For most of his career, the jazz piano player Jason Moran, who is only 30, has been hailed as one of jazz's most thoughtful performers. The sheer clarity of his playing dispels, if only for a few minutes, the buzzing confusion of ordinary reality. But don't let this praise or the comparisons to Thelonious Monk and Jaki Byard--all true, by the way--blind you to the fact that Moran's music is sublime fun. When he and his partners in the Bandwagon, drummer Nasheet Waits and bassist Tarus Mateen, gnaw "Body and Soul" to the bone or rumble through the Afrika Bambaataa rap classic "Planet Rock," you want the songs to go on forever. This is brainy music aimed at the heart. "That's what we want," says Moran in his apartment in New York. "We want the music to get to you on an emotional front. Half of music is the listening."
Versatility is the Bandwagon's watchword. The band has taken a crack at everything from Ellington to Brahms. Now, with the audacious album "Same Mother," they've planted their flag on that continent called the blues. The title "came out of a discussion my wife and I were having about the relationship between jazz and blues--same mother," Moran explains. "And it's also a tribute to my mother." He chuckles. "And my brothers' mother. We all have the same mother." Abetted by Cassandra Wilson's guitarist, Marvin Sewell, the band romps from Albert King's "I'll Play the Blues for You" to Prokofiev's "Field of the Dead." There's also a beautiful tune, "The Field," from Moran's wife, Alicia, a classical singer and composer.

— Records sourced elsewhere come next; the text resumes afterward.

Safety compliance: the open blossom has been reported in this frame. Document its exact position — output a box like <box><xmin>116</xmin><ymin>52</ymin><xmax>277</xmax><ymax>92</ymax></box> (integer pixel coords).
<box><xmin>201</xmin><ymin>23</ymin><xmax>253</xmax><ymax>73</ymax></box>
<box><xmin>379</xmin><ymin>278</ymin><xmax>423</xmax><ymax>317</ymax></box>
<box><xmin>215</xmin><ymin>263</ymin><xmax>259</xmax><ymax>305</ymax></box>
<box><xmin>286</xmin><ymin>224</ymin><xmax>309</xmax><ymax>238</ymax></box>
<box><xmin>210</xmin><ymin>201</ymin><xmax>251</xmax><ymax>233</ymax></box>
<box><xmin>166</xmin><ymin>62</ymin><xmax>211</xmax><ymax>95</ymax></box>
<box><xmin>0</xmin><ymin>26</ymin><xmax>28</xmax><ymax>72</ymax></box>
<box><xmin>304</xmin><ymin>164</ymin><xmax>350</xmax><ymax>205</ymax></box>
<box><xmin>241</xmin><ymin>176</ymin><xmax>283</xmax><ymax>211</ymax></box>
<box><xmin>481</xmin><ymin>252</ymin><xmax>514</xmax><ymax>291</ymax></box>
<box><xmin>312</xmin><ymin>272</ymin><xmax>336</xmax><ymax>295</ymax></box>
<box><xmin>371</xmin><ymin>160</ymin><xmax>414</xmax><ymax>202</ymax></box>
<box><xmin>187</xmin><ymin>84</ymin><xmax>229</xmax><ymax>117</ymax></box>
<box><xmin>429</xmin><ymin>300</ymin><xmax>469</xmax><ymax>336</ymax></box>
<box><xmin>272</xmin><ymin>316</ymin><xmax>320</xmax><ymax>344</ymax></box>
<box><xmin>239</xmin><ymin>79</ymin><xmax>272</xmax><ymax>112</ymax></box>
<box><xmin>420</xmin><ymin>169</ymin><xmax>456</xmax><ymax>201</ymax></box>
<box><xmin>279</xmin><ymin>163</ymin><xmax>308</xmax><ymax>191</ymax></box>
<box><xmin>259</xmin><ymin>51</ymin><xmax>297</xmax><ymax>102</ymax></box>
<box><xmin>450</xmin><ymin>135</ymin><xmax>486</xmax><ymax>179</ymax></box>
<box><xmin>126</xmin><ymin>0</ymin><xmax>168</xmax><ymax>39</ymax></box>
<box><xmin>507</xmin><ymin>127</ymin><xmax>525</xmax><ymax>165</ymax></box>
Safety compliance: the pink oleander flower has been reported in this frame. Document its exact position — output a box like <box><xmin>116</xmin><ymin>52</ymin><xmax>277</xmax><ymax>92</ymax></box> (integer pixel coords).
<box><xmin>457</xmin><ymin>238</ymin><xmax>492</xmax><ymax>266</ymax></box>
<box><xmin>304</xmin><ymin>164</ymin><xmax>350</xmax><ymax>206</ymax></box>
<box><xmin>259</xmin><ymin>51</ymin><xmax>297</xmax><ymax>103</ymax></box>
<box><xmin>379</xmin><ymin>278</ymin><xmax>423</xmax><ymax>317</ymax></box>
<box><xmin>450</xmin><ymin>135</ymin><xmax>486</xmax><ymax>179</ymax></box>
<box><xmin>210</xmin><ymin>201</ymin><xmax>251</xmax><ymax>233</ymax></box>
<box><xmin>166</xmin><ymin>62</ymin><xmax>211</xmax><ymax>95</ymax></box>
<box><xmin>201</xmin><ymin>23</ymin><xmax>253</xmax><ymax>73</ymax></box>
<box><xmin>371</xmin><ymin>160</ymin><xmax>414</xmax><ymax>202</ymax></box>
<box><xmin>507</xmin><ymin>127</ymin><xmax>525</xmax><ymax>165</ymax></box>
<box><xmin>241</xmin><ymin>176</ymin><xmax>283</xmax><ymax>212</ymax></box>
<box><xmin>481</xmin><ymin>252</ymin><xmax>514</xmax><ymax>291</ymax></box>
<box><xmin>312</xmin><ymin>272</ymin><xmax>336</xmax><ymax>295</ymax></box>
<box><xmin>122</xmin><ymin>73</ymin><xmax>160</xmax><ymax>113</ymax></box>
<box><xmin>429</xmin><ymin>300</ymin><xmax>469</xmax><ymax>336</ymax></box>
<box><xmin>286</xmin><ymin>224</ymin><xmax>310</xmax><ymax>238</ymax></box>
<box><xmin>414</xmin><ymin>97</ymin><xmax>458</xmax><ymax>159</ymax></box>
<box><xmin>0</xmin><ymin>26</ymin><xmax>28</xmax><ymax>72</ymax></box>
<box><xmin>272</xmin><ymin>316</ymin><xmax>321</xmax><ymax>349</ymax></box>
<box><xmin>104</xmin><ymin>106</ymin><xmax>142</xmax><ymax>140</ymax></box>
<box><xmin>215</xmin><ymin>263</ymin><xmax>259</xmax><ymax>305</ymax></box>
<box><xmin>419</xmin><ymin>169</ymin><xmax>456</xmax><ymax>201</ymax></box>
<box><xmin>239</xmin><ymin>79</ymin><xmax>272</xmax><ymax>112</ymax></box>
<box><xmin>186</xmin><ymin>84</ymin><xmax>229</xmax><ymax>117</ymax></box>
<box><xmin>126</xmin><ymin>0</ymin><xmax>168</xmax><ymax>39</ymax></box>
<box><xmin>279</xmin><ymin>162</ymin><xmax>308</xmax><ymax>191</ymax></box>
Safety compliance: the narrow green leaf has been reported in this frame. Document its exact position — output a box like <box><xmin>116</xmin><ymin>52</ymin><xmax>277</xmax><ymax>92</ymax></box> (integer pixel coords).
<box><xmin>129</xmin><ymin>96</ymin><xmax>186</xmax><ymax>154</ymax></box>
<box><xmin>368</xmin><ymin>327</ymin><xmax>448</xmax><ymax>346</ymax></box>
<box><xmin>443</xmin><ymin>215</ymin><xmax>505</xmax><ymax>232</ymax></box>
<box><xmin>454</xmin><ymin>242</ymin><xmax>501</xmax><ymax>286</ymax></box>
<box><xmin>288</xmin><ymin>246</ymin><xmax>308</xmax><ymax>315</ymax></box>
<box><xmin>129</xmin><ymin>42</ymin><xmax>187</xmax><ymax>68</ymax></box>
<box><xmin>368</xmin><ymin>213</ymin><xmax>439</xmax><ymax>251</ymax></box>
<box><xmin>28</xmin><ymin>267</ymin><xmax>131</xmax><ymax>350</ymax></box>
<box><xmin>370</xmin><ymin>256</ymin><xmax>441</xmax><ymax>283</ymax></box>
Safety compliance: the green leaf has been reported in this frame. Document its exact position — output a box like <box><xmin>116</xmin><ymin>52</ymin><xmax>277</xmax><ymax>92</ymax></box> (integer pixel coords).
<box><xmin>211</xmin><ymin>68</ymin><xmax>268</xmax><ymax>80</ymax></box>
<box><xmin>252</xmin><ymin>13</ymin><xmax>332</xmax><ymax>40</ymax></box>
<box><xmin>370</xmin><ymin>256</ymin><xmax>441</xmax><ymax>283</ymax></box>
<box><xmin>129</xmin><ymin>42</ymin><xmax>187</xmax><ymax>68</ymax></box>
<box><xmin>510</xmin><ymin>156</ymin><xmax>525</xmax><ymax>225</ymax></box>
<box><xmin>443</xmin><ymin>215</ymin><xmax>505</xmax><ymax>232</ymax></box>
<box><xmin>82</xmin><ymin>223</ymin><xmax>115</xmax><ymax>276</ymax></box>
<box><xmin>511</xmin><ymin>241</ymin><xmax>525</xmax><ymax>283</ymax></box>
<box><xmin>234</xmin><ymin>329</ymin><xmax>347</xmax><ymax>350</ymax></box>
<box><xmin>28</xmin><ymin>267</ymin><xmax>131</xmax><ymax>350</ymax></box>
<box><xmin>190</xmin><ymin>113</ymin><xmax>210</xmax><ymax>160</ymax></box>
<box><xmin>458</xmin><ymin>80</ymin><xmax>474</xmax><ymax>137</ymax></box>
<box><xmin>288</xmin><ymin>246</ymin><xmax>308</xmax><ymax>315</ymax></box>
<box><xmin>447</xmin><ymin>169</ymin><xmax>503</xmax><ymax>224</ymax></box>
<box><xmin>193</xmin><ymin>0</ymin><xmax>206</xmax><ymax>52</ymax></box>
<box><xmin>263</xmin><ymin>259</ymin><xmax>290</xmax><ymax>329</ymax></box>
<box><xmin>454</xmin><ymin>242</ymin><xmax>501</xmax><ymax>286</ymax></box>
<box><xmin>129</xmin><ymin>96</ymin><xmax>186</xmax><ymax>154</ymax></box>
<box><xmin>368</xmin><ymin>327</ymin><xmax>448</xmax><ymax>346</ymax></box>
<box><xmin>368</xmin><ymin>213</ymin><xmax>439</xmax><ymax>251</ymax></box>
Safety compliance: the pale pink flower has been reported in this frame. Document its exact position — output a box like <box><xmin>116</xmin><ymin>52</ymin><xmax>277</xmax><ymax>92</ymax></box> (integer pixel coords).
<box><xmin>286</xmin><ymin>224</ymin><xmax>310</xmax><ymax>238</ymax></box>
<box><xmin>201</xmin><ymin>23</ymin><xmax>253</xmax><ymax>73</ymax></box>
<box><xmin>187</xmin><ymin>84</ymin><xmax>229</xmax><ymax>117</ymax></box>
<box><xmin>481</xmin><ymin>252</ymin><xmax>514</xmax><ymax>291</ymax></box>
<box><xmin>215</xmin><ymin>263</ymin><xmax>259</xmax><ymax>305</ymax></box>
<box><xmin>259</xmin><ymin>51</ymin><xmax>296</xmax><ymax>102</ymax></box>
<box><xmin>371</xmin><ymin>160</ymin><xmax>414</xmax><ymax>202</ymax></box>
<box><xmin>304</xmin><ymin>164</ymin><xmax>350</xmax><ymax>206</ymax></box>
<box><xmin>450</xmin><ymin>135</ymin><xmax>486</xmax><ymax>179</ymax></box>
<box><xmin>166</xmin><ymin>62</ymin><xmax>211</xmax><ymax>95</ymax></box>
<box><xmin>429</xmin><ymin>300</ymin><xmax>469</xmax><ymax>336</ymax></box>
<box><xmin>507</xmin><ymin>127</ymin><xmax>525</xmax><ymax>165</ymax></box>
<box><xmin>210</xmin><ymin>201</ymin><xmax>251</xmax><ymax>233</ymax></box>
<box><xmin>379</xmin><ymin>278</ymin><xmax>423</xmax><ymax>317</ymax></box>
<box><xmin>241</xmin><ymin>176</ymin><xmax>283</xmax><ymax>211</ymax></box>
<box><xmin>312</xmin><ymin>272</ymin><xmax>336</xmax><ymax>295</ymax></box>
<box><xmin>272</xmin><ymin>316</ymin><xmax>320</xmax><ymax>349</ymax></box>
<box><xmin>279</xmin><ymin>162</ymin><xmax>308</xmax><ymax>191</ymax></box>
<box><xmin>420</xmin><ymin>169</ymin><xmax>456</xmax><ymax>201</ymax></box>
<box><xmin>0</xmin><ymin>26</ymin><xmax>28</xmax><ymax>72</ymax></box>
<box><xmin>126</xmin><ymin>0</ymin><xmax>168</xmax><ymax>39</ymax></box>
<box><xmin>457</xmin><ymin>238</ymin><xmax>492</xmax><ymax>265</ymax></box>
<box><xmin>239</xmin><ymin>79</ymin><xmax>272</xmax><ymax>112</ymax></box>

Moran has used his family before this, notably in "Gentle Shifts South," a rolling melody that juxtaposes his piano and the taped voices of his grandparents talking about ancestors. The Morans are a tightknit Houston clan--"You know it's close when all your aunts live inside the same ZIP code," he says--and it's easy, listening to this song, to imagine a young man hunched over a piano at home while his elders murmur in the next room. "Same Mother" feels homemade from start to finish. Everything is roots music to these musicians, and it's a good thing the Bandwagon is such a commodious vehicle, because a lot more listeners will want to jump onboard.